Keep an eye out for any children who might show signs that they are struggling with their mental health and talk to your designated safeguarding lead (DSL) if you are worried.
With a child
- Find an appropriate time and relaxed place to have a conversation with a child you might be concerned about.
- If a child discloses in class, offer empathy, invite them to talk in a safer, more private setting and talk to your designated safeguarding lead (DSL) for advice about how the situation should be managed.
- If you invite a young person to tell you their personal issues, be clear what you will do with this information. Consider how you will respond if asked ‘not to tell anyone’.
- The staff member involved should be familiar to the child whenever possible.
- Sit on a low chair if you can – so there is less height difference and you will be more approachable.
- Simply explain why you are there. For example, ‘you said something interesting in circle time about how you felt when… How do you feel about it now?’
- Check with the child if there are other trusted adults (parents, the wider family, teachers) or friends they have talked to or could talk to.
- Listen carefully, be patient and friendly and give your full attention.
- Check your body language so that the child knows you are focusing on them.
- Take what they’re saying seriously.

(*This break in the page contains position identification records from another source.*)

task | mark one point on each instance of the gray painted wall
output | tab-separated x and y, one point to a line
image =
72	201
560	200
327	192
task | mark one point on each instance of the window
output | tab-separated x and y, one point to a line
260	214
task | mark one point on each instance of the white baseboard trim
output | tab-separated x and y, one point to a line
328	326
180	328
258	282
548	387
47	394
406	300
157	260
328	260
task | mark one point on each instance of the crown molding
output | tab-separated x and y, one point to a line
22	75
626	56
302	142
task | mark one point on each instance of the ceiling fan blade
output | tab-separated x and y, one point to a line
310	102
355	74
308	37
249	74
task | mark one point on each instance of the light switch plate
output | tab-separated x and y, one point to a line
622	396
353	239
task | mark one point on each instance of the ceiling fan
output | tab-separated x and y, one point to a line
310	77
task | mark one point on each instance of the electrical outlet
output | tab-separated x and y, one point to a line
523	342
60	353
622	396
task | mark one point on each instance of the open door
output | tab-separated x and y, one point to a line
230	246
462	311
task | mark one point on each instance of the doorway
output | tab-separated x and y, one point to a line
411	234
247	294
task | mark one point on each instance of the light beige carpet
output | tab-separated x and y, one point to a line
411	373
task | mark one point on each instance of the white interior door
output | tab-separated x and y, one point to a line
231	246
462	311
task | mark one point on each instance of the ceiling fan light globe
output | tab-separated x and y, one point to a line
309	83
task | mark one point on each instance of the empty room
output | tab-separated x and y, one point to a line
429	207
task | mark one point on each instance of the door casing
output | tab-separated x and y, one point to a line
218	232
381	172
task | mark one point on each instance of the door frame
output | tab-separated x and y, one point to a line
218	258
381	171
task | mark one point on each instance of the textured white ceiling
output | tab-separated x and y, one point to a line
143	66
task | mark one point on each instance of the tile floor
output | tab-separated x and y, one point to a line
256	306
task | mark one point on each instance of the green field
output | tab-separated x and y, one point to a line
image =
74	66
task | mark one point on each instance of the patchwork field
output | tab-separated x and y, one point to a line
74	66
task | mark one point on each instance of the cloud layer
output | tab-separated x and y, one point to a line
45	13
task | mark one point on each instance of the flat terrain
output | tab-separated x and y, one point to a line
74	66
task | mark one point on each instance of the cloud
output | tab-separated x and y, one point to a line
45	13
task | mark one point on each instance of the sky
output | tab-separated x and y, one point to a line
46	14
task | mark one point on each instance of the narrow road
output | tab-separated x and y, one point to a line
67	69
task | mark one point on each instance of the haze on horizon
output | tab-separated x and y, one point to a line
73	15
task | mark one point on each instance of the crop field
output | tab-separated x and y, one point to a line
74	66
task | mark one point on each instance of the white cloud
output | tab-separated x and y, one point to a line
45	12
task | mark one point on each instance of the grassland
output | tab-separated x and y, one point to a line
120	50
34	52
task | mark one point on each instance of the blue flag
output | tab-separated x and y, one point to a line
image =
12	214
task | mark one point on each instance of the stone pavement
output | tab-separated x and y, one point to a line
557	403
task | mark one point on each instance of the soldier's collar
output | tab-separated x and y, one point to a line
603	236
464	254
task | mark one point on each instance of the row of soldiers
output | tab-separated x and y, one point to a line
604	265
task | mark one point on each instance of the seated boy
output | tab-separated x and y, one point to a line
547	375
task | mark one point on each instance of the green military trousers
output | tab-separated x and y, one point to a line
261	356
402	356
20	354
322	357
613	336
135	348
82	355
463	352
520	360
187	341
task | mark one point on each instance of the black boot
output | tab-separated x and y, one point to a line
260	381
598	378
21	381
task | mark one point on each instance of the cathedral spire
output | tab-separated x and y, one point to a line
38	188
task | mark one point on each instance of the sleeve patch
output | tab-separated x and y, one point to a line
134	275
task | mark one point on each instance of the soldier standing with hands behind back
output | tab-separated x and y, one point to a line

Don’t over-react but don’t try to minimise or dismiss what they are saying. Ask open questions to encourage them to talk.
- Be calm and acknowledge their feelings.
- For young children drawing, modelling or playing with toys while the conversation is progressing can be helpful.
- Offer empathy and understanding rather than solutions. When a child receives empathy they begin to develop trust.
- Remember we are all different and children will respond in their own unique way to their experiences.
- Remember that children with SEND (special educational needs & disability) may struggle even more to articulate their feelings and thoughts and may need extra support. See this factsheet from I CAN which outlines techniques to help children with speech, language and communication needs and includes useful general guidance.
Note: When protecting and supporting children, there are always limits to confidentiality. Talk to your designated safeguarding lead (DSL) if you are at all concerned and follow your school’s safeguarding policy/procedures. Make sure the child knows you may seek advice or guidance from other professionals.
Some ways we can start a conversation with a child
- You don’t seem your usual self today. Would you like to talk about anything?
- You look sad/worried today. Do you want to have a chat about it/is there anything I can do to help?
- You said something interesting in circle time about how you felt when… How do you feel about it now?